Permanent Council


The Permanent Council (PC) is the main decision-making body of the OSCE for regular political consultations and for governing the day to day work of the OSCE between the MC meetings. It is composed of representatives at the level of ambassadors from all participating States to the OSCE.


The flags of tThe OSCE in front of the Hofburg in Vienna, May 2020. (Ruth Freedom Pojman)

The flags of the OSCE in front of the Hofburg in Vienna, May 2020. (Ruth Freedom Pojman)

The Permanent Council meets weekly throughout the year at the Hofburg’s Congress Centre in Vienna Austria to engage in the day-to-day direction of OSCE affairs. All PC decisions are made by consensus.
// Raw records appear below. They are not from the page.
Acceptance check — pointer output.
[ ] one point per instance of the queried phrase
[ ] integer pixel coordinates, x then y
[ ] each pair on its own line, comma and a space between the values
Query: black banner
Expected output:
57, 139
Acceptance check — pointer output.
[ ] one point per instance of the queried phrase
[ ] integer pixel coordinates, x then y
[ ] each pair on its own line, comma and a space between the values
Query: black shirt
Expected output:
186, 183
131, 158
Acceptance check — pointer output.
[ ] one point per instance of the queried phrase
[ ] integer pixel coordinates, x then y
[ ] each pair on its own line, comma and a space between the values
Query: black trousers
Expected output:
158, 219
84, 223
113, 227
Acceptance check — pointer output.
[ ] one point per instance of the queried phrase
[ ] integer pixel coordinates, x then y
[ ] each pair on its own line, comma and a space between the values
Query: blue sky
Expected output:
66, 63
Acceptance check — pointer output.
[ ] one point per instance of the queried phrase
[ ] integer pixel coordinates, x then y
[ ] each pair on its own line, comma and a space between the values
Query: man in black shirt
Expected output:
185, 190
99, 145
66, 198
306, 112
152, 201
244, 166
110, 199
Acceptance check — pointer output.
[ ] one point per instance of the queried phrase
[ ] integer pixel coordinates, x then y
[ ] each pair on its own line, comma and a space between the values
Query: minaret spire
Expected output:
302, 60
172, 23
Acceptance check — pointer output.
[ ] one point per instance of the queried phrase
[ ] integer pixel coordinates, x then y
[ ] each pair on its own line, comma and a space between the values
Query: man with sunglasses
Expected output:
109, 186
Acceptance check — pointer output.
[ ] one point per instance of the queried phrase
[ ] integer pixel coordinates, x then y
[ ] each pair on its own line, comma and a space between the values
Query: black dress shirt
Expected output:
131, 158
Each Thursday the Ambassadors to the OSCE meet in the Neurersaal of this former Habsburg palace and sit around a large table as equals to air concerns, to debate complex challenges and to work out differences, including through informal discussions on the margins of meetings, and in the Hofburg’s second floor cafeteria. Their work is the political heart of the organization.


Activities


Permanent Council activities include:


  • Making decisions on the operation of the OSCE, its institutions and its Field Operations (FOs)

  • Hearing reports from senior officials and invited guests on matters of concern to the OSCE

  • Developing responses to emergency and ongoing situations

  • Engaging in debate, dialogue, and discussion on issues before the OSCE


The OSCE relies on a permanent process of consultation and of dialogue between its participating States to raise and address current issues in a timely way before they escalate further. 


Senior officials from capitals may reinforce the PC on special occasions, and then it is referred to as the Reinforced Permanent Council. The Permanent Council is chaired by a permanent representative of the current Chair-in-Office.


Function


The Permanent Council serves an important function as a catalyst for dialogue among the participating States. It provides an opportunity to exchange views and voice criticisms, serves as an instrument of early warning and allows smaller states to make their opinions known to major players. Increasingly, spontaneous dialogue tends to take place during advance informal consultations, on the “margins” of the formal meetings, or in the various subsidiary bodies that prepare plenary sessions. 


The PC, the other decision-making meetings, as well as many other official events, are conducted in the six official languages of the OSCE: English, French, German, Italian, Russian and Spanish, with simultaneous translation by professional interpreters.